Buhti, a ‘ransomware’ that uses the double extortion technique and operates in Spain

June 23 (Portaltic/EP) –

researchers Cybersecurity have warned of a new ‘ransomware’ for Linux and Windows that uses a technique known as double extortion, that is, it asks for data from the victims to demand a ransom later and exposes the data if they refuse to pay it, and that operates in Spain.

The unit 42belonging to the cybersecurity company Palo Alto Networks, discovered this ‘malware’, identified as Buhtiin February 2023. He then pointed out that it was a ‘ransomware’ based on Go -also known as Golang- for Linux.

More recently, researchers from Symantec Threat Hunter have determined that Buhti, which is managed by the Blacktail threat group, also targets Windows-based devices. This is possible because they use a variant LockBit 3.0 slightly modified codenamed lockBit Black

From Symantec they point out that, although these cybercriminals do not develop their own ‘ransomware’, “it uses what appears to be a custom-developed tool”, that is, “an information thief designed to search for and store specific types of files.

More specifically, this threat uses leaked code from the LockBit and Babuk ransomware families to exploit both operating systems, for which it uses a technique called ‘double extortion’ to blackmail the victims.

This means that cybercriminals first steal victims’ data and demand a ransom payment. If the amount that you offer is not is what malicious agents need or it is not delivered on time, part of the stolen data is published.

However, from Kaspersky they point out that in certain cases cybercriminals also filter the information of their victims, regardless of whether they have received the requested amount or have been paid in the estimated time.

This cybersecurity company has recalled that, when the attack is successful, the computer screen background changes to turn black, on which you can read the ransom petition. This is when all encrypted files have the extension ‘.buthi’.

This ‘ransomware’, which targets organizations around the world, has been observed both in European countries – Spain, the Czech Republic, China, the United Kingdom, France and Belgium – as well as in Africa (Ethiopia) and the United States.

Although it is true that although cybercriminals do not have the ability to create their own malicious code, Kaspersky recalls that “they have access to a custom-developed tool: an information stealer designed to find and store files specific. Both the Windows and Linux versions share a different code base,” according to the firm’s Senior Security Researcher, Marc Rivero.

This custom thief is responsible for collecting files with different extensions.
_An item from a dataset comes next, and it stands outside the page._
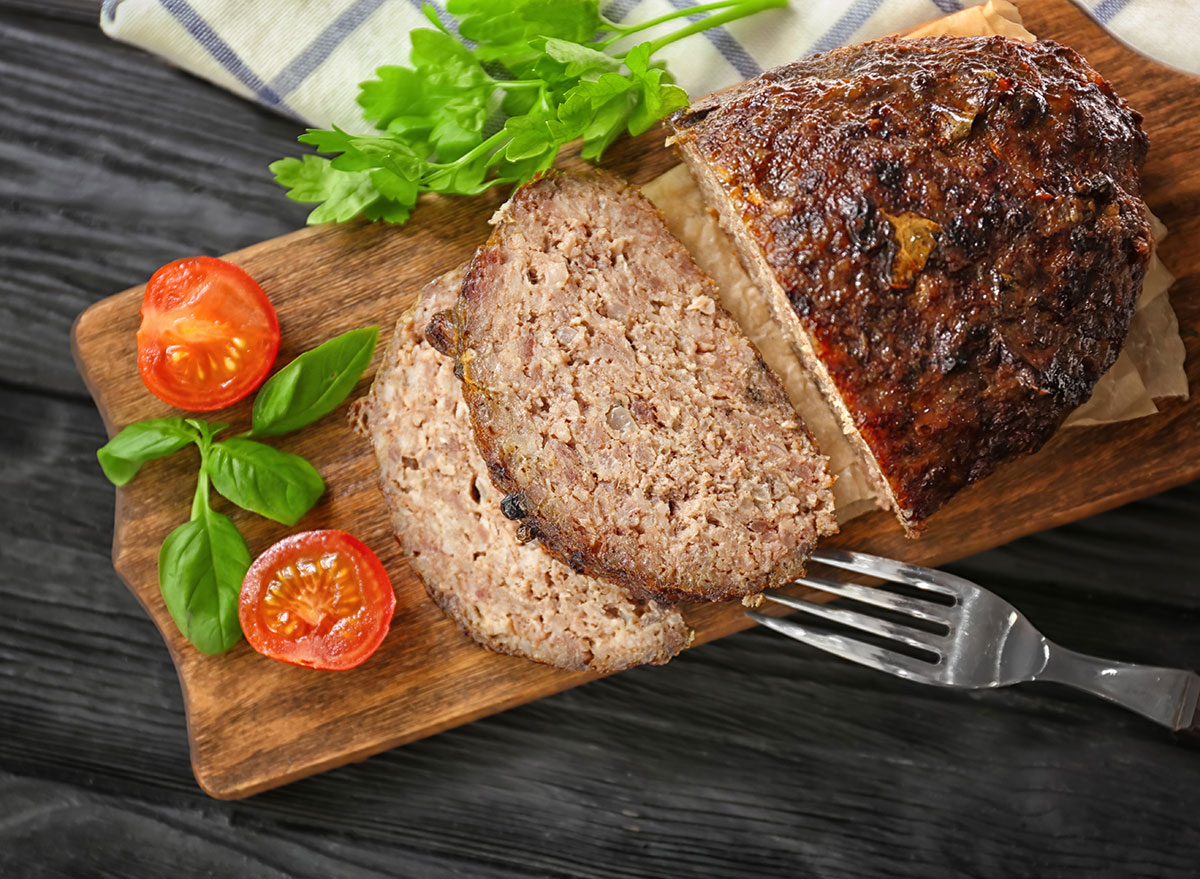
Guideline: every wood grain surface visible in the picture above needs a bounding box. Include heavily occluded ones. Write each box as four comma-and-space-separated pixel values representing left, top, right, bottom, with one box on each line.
7, 0, 1200, 879
73, 0, 1200, 797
Among them .pdf, .php, .wmv, .xml, .zip, .docx, .aiff, .epub, .json, .wma, among others.

COMPANIES, ITS MAIN OBJECTIVE

Companies and organizations are the main victims of this ‘ransomware’, so Kaspersky recommends doing Backups of your data to avoid these cases of extortion in the event of a cyber attack.

It is also convenient to update regularly the operating system of the device and applicationsas well as using secure passwords to access corporate services and the two-factor authentication system when accessing remote services.

It is worth informing employees about how cyberattacks occur as a prevention task, as well as use security solutions that detect this type of malicious intervention.